Kann man Geschichte reparieren?

Interview mit Robert Thalheim

Der Berliner Regisseur Robert Thalheim drehte im polnischen Oswiecim, dem ehemaligen Auschwitz, nach Netto seinen zweiten Film und berichtet uns im Interview von seinen Erfahrungen in der Begegnungsstätte.

Du warst ja genau wie der Hauptdarsteller in Oswiecim als Zivi. Wie autobiografisch ist der Film denn?

Der Film basiert auf Situationen und Begegnungen, die ich in Oswiecim erlebt habe und die wichtig für mich waren. So traf ich den ehemaligen KZ-Häftling Kasimir Smolen, der als Zeitzeuge bis heute auf dem Lagergelände lebt und von dem viel in die Figur des Krzeminski geflossen ist. Während meines Aufenthalts machte er Führungen und war der Einzige, der auf dem Gelände geraucht hat, obwohl das natürlich verboten war. Und obwohl er das Museum gegründet hat, darf er mittlerweile keine Führungen mehr machen, weil ihm die offizielle pädagogische Guideausbildung fehlt. Heute macht er so viel Zeitzeugengespräche wie möglich, manchmal bis zu vier an einem Tag, und sitzt am Parkplatz vorm Museum und quatscht mit den Taxifahrern. Sein langsames Verschwinden aus dem großen Erinnerungsbetrieb wollte ich thematisieren.

Gab es etwas über die persönliche Erfahrung hinaus, was dich dazu bewogen hat, einen Film über die Gedenkstätte Auschwitz zu machen?

Mir gefiel immer, wie im Film Hiroschima, Mon Amour anhand einer Liebesgeschichte etwas über einen kollektiven Ort gesagt wurde. Stattdessen erzählen Filme, wie Rosenstraße, Der Untergang oder auch Schindlers Liste aus historischer Sicht und voller Melodramatik Geschichten über einen Ort, für den ich ganz andere Bilder vor Augen hatte. So kam der Wunsch auf, meine Sicht auf Oswiecim zu erzählen.

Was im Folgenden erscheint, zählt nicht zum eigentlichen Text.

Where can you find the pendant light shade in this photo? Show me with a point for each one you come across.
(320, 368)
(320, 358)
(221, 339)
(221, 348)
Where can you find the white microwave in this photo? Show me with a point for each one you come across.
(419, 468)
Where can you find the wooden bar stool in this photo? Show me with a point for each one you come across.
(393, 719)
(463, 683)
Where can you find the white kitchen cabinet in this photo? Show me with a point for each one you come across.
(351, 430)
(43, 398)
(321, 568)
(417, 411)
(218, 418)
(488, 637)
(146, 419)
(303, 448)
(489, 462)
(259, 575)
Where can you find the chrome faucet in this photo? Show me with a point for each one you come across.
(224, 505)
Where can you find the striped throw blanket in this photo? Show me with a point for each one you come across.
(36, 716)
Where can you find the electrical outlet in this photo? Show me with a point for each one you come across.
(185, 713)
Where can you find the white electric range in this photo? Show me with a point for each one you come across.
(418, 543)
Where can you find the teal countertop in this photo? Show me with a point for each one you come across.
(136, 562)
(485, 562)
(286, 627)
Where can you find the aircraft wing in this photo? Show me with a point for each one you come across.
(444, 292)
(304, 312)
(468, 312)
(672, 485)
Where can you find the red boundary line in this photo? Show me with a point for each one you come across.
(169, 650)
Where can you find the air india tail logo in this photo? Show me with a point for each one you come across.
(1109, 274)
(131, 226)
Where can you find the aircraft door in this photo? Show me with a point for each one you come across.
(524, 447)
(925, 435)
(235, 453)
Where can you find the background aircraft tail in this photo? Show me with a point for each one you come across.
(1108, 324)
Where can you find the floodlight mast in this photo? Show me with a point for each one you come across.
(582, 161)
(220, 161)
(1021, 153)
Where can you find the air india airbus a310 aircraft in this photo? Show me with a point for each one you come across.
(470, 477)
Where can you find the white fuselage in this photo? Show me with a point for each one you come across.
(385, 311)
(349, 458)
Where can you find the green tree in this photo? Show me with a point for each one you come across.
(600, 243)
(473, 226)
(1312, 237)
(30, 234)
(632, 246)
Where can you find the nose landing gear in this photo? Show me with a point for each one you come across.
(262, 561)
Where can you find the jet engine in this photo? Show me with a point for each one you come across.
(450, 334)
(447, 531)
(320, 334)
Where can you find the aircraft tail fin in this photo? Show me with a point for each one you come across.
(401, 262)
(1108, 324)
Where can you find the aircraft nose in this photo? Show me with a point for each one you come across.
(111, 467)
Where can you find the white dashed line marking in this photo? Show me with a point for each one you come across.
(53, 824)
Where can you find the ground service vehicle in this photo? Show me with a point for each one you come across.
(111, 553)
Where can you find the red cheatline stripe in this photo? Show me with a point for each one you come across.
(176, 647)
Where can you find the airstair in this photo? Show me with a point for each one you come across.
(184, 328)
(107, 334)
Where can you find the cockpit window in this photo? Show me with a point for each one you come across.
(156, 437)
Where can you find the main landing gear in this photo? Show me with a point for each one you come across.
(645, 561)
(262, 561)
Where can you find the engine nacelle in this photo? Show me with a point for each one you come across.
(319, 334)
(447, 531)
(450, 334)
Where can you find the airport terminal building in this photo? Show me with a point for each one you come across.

Du hattest ja mit Hans-Christian Schmid als Produzent auch jemanden, der viel Wert auf ein ausgefeiltes Drehbuch legt. Wie war denn die direkte Zusammenarbeit?

Gut das du mich das nicht vor einem Jahr gefragt hast! Man bürdet sich da auch was auf, wenn man einen Produzenten hat, der eine starke eigene Vision zum Stoff entwickelt. Andererseits fühlte ich mich direkt nach der Filmschule noch nicht reif genug und wollte möglichst viel dazulernen. Und auch wenn ich mittendrin oft geflucht habe, war die Zusammenarbeit vor allem eine große Chance für mich.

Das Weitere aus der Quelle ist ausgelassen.